Aydin, sporting a beard grown during the election in solidarity of his late Muslim father when anti-Muslim sentiments were high, said there is a fault in our generation’s knowledge of civil rights. “There is something in this country called the Nine Word Problem,” Aydin said. “Most students who graduate from high school in the United States only know nine words about the Civil Rights movement:  ‘Rosa Parks, Martin Luther King, I have a dream.’  That’s it.  Part of our mission with ‘March’ is to change that.”

“March” was required reading for the third, sixth, and eighth grades, and for the upper school Civil Rights elective. “To see the emotions coming off of the pages of the books,” senior Julia Smith, who is taking the Civil Rights class, said. “And putting it together with what I experienced on [the civil right’s Cookies] trip, and what I had read, I have come to be inspired by John Lewis and Andrew Aydin.”

Aydin shared the moment he realized the impact this book could have on young people. A Wall Street Journal reporter called Aydin to congratulate him on its publication, and to tell him that he’d given a copy to his nine year-old son, who had since put on his Sunday suit and paraded around the living room “demanding equality for everyone.”

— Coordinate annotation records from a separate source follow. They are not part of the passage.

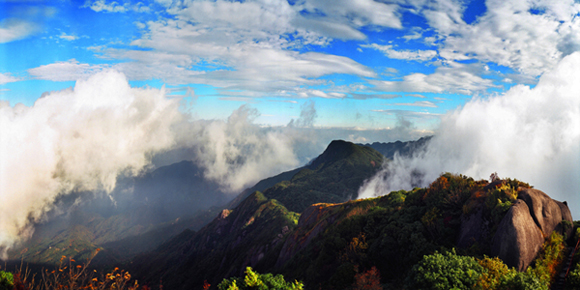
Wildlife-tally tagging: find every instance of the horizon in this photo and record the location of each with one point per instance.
(366, 64)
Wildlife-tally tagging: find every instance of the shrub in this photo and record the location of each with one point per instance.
(493, 271)
(445, 271)
(369, 280)
(6, 281)
(515, 280)
(573, 280)
(253, 280)
(547, 264)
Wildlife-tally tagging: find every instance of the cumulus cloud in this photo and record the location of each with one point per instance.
(7, 78)
(12, 29)
(511, 33)
(114, 6)
(454, 78)
(68, 37)
(70, 70)
(532, 134)
(236, 152)
(76, 139)
(416, 55)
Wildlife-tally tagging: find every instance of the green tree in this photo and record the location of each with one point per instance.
(254, 280)
(6, 281)
(445, 271)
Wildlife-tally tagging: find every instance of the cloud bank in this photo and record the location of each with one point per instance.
(77, 139)
(532, 134)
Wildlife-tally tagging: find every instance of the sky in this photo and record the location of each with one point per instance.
(364, 64)
(97, 89)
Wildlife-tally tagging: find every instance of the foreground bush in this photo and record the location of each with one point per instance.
(445, 271)
(253, 280)
(71, 276)
(6, 281)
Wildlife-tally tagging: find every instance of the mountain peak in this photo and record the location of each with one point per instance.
(338, 150)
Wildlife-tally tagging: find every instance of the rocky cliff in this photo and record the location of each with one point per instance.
(532, 218)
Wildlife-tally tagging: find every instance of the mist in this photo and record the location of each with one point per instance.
(532, 134)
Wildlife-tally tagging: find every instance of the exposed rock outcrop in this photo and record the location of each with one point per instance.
(518, 238)
(313, 221)
(522, 231)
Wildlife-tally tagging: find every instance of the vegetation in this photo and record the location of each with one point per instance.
(6, 281)
(257, 281)
(445, 271)
(71, 276)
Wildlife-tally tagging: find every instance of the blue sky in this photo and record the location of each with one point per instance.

“Can you imagine if every young person in America had a social conscience?” Aydin said. “If they understood what it took to make an equal and fair society?  The sacrifices that were made during the civil rights movement?  This country would be a different place in a generation.”

Lewis tends to believe in the possibility of young Americans “waking up again.”  He paid tribute to the “hundreds and thousands and millions of women that got involved in the women’s march,” noting he led the march of more than 60,000 women in Atlanta, Georgia. And he reminded his audiences of the opportunity they have to contribute to conversations about equality, climate, and healthcare through voting–“the most powerful nonviolent tool that we have in a democratic society.”

“If our children will emerge and lead us, maybe just maybe we can emerge as a model for the rest of the world,” Lewis said. “So stand up, speak up, speak out, get in the way, get in trouble… good trouble… necessary trouble.”